(urth) Father Inire [was: Pike's ghost]

Gerry Quinn gerry at bindweed.com
Thu Dec 1 14:51:01 PST 2011



From: Lee Berman 

> Well, I'm being silly. The text of UotNS makes it pretty clear that it is the hierodules
> who are being refered to as cousins. The Baldanders/Talos conversations rather clearly
> describe B, F and O as reluctant helpers of humanity. 

Indeed, it seems likely that these are the cousins in question.  Reluctantly or not, they seem willing to help both humanity and others; Severian interrupts one of their visits to the room where Baldanders vivisects human women.  As interstellar arms dealers, if that is one of their roles on Urth, they also apparently do not choose sides.  They seem to take the view that conflict leads to progress.
 

> Invoking the religio-mythological connection, who would be the "once or twice removed" 
> relatives of angels? As I see it, removed from heaven= fallen. I think we can expect 
> that fallen angels would be, in many ways, the opposite of angels. 

This angle would seem to require that you identify angels.  You mean the interstellar arms dealers, right?  Would an angel say: "Is all the world a war of good and bad? Have you not thought it might be something more?"


> B and F are tall, 
> Inire and Cumaean are short. B and F are young and beautiful, Inire and Cumaean are 
> old and ugly. B and F are careful to minimize their interactions with humanity.
> Inire and the Cumaean get right into the thick of things- ugly things like war and
> necromancy and artificial beautification.

If the Hierodules are supplying weapons to both sides (of course we’re not certain of that, I think – perhaps some other group of cacogens is supplying them, in which case it might be *they* who are Inire’s cousins), they would seem to have a worse claim on our sort of morality than Inire.  The Cumaean does a little necromancy, but the artificial beautification was the work of the Hierodules’ pal Talos.

 
> Anyway, what Inire hopes to get from his "cousins" are more weapons.

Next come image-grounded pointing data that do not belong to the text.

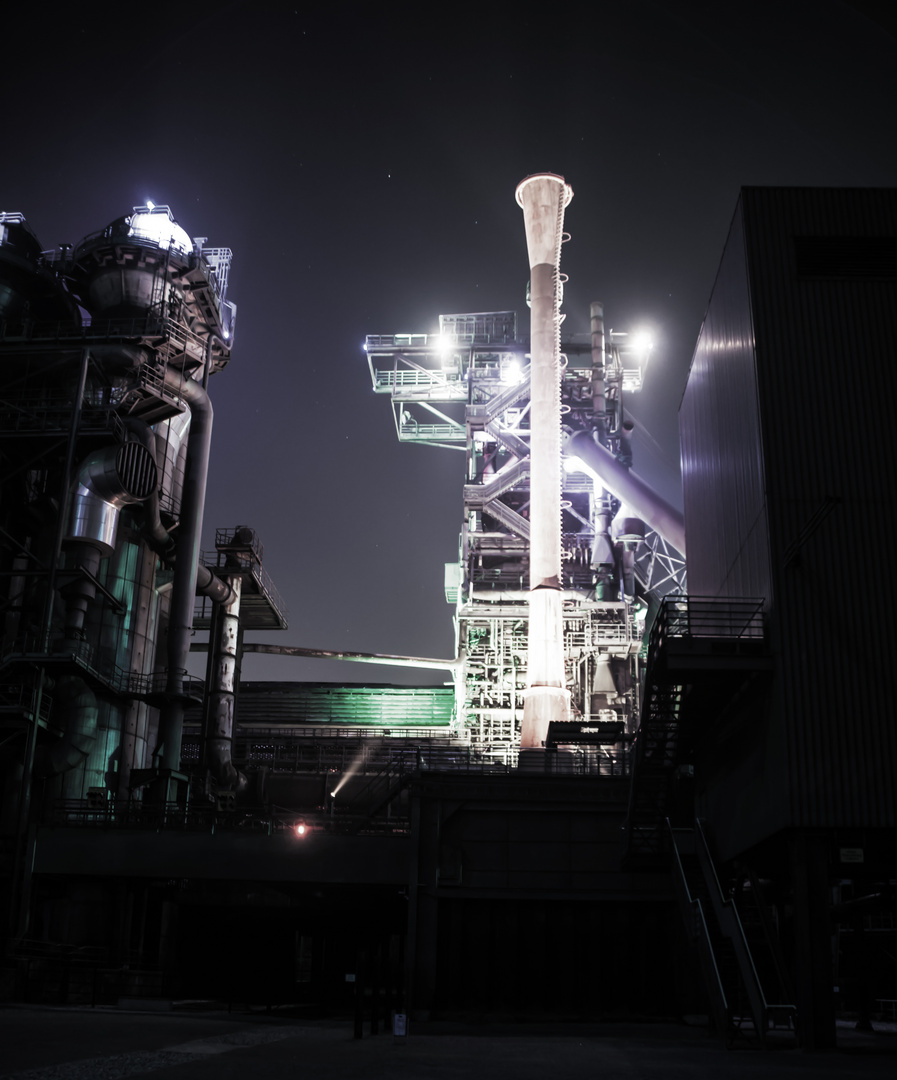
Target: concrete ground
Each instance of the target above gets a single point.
(44, 1043)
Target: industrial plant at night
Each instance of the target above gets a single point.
(658, 777)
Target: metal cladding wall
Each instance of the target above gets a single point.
(814, 273)
(720, 444)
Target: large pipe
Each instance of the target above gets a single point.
(364, 658)
(218, 741)
(543, 198)
(180, 618)
(630, 489)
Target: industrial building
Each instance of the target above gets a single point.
(636, 794)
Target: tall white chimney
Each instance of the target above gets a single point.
(543, 198)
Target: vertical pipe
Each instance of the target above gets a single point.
(543, 199)
(219, 737)
(597, 313)
(180, 620)
(23, 859)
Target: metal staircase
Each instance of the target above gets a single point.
(701, 651)
(741, 1001)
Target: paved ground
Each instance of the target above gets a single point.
(93, 1044)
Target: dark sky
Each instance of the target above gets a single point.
(362, 164)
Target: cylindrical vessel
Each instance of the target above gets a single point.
(543, 199)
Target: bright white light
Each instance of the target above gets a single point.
(160, 227)
(641, 342)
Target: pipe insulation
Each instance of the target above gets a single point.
(543, 198)
(180, 617)
(632, 490)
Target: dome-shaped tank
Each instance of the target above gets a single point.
(29, 293)
(130, 269)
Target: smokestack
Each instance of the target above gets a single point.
(543, 198)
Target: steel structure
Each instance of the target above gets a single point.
(105, 436)
(469, 387)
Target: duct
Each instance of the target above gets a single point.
(180, 617)
(73, 709)
(108, 480)
(219, 731)
(630, 489)
(207, 583)
(157, 534)
(543, 199)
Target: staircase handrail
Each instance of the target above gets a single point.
(731, 927)
(693, 914)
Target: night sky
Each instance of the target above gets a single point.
(362, 164)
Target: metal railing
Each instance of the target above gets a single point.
(128, 684)
(206, 818)
(706, 618)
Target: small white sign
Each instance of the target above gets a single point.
(851, 854)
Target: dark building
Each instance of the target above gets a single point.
(788, 457)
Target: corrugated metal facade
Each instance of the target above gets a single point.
(262, 703)
(789, 454)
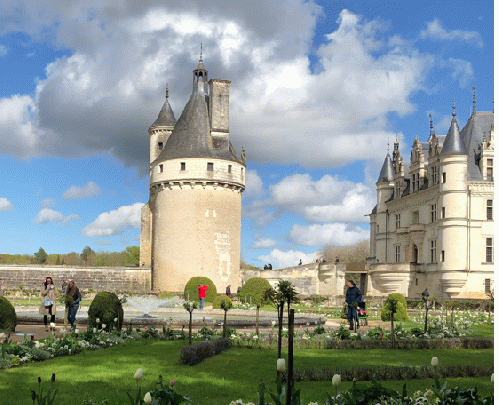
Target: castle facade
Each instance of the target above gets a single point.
(191, 225)
(433, 225)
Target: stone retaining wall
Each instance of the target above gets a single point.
(135, 279)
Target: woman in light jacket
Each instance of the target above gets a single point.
(48, 292)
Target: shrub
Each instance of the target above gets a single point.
(254, 289)
(222, 302)
(106, 306)
(191, 289)
(401, 314)
(196, 353)
(8, 317)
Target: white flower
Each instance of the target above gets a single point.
(336, 380)
(138, 375)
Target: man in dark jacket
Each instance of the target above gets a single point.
(353, 294)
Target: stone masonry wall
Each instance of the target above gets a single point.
(99, 278)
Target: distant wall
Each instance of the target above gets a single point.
(137, 279)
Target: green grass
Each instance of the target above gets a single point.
(105, 374)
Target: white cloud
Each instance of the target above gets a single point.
(88, 190)
(114, 222)
(327, 234)
(47, 203)
(279, 258)
(436, 32)
(5, 205)
(254, 185)
(263, 243)
(114, 80)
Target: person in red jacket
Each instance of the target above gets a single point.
(202, 294)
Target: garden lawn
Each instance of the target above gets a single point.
(107, 373)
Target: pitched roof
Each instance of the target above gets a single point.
(386, 174)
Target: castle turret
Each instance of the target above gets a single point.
(453, 205)
(195, 194)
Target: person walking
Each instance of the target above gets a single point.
(73, 292)
(202, 294)
(47, 306)
(352, 295)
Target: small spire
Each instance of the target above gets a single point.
(474, 100)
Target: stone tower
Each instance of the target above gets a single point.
(191, 225)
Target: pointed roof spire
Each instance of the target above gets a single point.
(166, 118)
(386, 174)
(453, 144)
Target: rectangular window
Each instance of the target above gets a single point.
(489, 209)
(489, 250)
(433, 251)
(433, 213)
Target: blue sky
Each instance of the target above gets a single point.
(318, 89)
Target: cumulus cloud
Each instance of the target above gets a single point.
(5, 205)
(113, 81)
(288, 258)
(114, 222)
(436, 32)
(263, 243)
(88, 190)
(336, 234)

This is made clear 
> from the letter and Inire's obsession with winning the war with the Ascians. When he
> says "us" he may mean Inire and Severian. He may mean the Commonwealth. It doesn't
> matter. Think of it from Father Inire's perspective. He gets a new Autarch every few
> decades but he remains in his position as "humble servant" for 1000+ years. Who is really 
> benefitting when the Autarch and the Commonwealth triumph? Father Inire. 

Is there any evidence that Inire has been around for 1000 years, or anything like it?  And if he knows that Severian will bring the New Sun, he doesn’t apparently intend to do anything to stop it.

 
> B, F and O seem to have higher goals in mind than winning wars.

Indeed, it appears they don’t care who lives or dies so long as human knowledge advances.  They would willing have worked simultaneously with Josef Mengele and the Manhattan Project.


> Inire, Cumaean and Barbatus 
> and Famulimus may share Roman names, as cousins might be expected to do,  but their physical, 
> behavioral and lifespan differences must mean something. We may be tempted to think of Inire 
> as a wise, benign, humble sort of servant to Severian. But if we read Inire's letter and the 
> story of Domnina carefully we are shown disturbing flaws in his character. Wolfe marks Father
> Inire's chamber with a monstrous ("teratoid") symbol. Should we ignore it?     

No more than we should ignore the hideous masks worn by Barbatus and co., I suppose.